US Civil Rights Commission Turns to American Experiment on School Discipline Issue

U.S. Commission on Civil Rights member Peter Kirsanow

Today the United States Commission on Civil Rights will hold a public briefing in Washington, D.C., entitled The School-to-Prison Pipeline: The Intersections of Students of Color with Disabilities. The briefing will examine the race-based school discipline policies imposed on public schools by the Obama administration in its notorious January 2014 “Dear Colleague” letter.

At the briefing, the Commission will hear presentations from various parties, including advocacy groups and academics. In the open comment period that follows, U.S. Civil Rights Commissioner Peter Kirsanow will read into the record the following statement from Center of the American Experiment’s Senior Policy Fellow Katherine Kersten, which he will also use in examining witnesses:

The underlying premise of the 2014 “Dear Colleague” letter is that students should be disciplined on the basis—not of their conduct as individuals—but of their membership in a racial or ethnic group. This flawed premise has led to a host of disastrous, if unintended, consequences in schools where it has been applied.

In St. Paul, Minnesota, for example, race-based discipline policies have generated violence and disorder, and produced an environment where learning is often impossible. The reason? The policies have created “a segment of kids who consider themselves untouchable,” in the words of one veteran teacher.

Supporters of the “disparate impact” theory of school discipline claim bigoted teachers are to blame for racial disparities in discipline rates. They assume that students of all races and ethnicities—as groups—will conduct themselves the same way in school, despite vast group differences in socio-economic background and family structure. Racial/ethnic differences in suspension rates are attributed to discrimination, by default.

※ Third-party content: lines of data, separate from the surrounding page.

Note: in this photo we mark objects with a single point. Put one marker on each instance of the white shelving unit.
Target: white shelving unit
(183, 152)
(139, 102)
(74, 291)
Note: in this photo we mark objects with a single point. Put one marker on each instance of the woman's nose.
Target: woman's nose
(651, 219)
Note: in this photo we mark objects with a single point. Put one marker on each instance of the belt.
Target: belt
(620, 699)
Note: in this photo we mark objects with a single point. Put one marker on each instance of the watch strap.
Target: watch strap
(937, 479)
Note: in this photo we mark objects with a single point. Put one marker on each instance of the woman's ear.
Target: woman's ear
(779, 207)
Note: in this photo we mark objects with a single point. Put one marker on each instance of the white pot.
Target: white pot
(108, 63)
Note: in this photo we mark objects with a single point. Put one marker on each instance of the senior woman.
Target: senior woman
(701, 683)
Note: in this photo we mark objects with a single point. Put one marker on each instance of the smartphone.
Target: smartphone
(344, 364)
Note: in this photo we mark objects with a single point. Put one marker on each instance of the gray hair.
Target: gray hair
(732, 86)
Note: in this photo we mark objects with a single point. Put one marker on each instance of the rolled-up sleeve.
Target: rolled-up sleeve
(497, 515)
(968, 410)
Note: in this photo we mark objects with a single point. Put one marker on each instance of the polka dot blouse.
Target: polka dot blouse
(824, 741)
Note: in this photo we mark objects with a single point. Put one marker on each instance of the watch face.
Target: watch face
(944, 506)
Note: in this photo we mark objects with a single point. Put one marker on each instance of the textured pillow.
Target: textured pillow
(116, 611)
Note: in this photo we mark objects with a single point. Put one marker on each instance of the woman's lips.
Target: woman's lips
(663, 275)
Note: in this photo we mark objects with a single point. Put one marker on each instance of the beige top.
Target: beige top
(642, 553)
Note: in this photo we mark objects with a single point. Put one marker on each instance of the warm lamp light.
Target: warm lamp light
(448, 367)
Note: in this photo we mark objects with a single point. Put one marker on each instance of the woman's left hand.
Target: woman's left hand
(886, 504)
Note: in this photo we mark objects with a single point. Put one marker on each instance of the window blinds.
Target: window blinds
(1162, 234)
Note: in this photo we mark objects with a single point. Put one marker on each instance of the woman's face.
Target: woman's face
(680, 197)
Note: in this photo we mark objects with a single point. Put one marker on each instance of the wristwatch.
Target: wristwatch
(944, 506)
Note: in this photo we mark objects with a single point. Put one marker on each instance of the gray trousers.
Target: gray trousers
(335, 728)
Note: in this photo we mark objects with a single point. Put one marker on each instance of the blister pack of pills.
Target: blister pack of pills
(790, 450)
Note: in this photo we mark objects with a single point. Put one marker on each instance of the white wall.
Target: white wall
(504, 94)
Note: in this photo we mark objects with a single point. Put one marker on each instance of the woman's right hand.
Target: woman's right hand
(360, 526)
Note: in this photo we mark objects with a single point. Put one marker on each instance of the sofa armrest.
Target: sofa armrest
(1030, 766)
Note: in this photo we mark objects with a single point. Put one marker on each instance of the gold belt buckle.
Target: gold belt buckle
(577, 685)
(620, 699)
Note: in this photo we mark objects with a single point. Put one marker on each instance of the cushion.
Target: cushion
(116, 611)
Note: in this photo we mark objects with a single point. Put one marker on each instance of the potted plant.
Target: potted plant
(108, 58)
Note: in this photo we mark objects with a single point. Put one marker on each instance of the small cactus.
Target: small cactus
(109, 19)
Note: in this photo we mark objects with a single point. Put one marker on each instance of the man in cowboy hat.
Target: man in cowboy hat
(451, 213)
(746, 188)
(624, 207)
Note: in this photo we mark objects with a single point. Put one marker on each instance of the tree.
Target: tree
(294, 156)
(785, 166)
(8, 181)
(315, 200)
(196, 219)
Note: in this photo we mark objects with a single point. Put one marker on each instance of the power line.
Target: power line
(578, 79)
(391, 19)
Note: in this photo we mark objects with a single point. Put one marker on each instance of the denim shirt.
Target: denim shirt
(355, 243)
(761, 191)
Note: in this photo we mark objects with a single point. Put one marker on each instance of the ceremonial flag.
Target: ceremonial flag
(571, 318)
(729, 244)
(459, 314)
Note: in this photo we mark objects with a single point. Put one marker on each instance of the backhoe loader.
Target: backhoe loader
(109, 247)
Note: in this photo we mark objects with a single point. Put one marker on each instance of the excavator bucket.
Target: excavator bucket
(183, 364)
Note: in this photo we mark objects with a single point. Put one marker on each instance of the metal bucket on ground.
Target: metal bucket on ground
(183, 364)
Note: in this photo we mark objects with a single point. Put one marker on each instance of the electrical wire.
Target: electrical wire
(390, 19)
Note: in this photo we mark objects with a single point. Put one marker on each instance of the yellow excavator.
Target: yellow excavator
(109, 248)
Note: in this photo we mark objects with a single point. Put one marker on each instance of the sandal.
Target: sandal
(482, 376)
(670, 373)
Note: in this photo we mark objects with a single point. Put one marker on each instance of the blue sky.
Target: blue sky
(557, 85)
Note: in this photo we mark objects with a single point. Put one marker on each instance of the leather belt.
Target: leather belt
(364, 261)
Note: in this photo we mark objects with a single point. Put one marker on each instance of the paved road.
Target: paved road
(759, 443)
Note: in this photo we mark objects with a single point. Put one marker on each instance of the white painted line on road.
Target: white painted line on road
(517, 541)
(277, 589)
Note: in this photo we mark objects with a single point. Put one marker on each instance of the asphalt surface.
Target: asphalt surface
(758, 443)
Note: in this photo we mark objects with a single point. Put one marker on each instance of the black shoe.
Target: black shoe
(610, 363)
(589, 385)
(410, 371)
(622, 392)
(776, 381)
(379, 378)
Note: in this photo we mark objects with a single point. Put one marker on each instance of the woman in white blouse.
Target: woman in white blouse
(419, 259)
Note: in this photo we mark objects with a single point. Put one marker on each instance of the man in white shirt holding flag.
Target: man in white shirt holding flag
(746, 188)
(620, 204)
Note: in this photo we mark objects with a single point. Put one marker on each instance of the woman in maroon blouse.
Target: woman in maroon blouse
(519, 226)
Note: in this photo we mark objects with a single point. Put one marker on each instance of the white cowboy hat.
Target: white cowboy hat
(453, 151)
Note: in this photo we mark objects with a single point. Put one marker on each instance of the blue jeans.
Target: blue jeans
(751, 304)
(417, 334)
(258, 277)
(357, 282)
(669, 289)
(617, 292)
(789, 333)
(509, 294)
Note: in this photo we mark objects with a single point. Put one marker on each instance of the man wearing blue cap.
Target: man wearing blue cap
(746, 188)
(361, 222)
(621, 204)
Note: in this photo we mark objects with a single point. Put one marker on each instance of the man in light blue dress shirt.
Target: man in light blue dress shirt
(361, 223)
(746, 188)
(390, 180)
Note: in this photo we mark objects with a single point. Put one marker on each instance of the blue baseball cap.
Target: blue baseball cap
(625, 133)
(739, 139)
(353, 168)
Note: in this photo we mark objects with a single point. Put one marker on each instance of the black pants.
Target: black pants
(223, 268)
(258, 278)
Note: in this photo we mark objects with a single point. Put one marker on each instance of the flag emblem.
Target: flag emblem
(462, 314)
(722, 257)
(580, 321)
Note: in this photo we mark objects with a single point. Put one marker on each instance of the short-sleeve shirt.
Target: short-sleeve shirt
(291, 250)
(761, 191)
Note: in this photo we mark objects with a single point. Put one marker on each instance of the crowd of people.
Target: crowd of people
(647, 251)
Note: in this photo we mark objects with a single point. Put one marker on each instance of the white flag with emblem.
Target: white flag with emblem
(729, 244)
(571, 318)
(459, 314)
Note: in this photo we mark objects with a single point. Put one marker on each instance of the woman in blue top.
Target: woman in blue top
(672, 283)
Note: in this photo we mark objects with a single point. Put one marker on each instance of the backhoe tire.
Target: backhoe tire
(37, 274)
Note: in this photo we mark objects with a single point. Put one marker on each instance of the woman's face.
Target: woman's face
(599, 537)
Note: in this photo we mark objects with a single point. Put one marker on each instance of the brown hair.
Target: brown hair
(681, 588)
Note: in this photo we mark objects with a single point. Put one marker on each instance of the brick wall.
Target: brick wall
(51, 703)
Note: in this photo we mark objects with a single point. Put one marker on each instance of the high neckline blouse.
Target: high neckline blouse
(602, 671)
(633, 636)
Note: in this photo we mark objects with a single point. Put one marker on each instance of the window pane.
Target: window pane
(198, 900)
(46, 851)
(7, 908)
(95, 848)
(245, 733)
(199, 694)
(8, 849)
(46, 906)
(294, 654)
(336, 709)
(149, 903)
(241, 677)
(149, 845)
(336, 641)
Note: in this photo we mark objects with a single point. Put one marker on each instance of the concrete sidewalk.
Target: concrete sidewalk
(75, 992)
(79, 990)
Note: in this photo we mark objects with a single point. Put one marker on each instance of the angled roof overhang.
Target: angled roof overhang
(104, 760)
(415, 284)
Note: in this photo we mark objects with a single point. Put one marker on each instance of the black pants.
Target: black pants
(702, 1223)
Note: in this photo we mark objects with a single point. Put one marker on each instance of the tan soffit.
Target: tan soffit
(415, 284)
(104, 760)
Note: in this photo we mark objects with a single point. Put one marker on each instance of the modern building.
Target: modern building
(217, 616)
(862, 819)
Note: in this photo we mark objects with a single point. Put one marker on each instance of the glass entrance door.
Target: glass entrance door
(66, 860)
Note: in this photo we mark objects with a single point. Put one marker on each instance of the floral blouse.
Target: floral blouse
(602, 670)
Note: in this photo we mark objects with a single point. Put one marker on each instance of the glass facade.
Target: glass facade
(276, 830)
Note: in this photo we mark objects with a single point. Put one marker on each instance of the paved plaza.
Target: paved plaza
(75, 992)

But the data on which the 2014 guidance was based reveal that, across the nation, the suspension rate for white boys is more than twice that of Asian and Pacific Islander boys. According to “disparate impact” logic, this must be because teachers are prejudiced against white boys. But isn’t it more likely that white boys’ rate is higher because, as a group, they misbehave more often than their Asian peers?

That appears to be the case with black students. Their discipline rate is higher than other students’ because, on average, they misbehave more. In fact, a groundbreaking 2014 study by J. P. Wright and others in the Journal of Criminal Justice found that the racial gap in suspensions is “completely accounted for by a measure of the prior problem behavior of the student.”

In St. Paul, Asian students—primarily of Hmong and other Southeast Asian backgrounds—are flooding out of district schools to escape the violence and disorder that have followed the district’s adoption of disparate-impact-based discipline policies.

Proponents of race-based discipline policies say they seek justice for poor and minority children. But it is poor and minority children, struggling to learn in anarchic classrooms, who suffer disproportionately from misguided equity policies. So long as disorder is allowed to flourish in the name of statistical parity, our nation’s yawning racial learning gap will continue to widen.

At the same time, race-based discipline policies teach troublemaking students that bad behavior and disrespect for authority carry no adverse consequences. How can these students ever hope to hold a job or become productive citizens with such a distorted view of reality?

Finally, advocates of race-based discipline routinely — and baselessly — denounce our schools as bastions of institutional racism. Tragically, by doing so, they lead minority students to distrust the one institution that offers them a sure route out of poverty.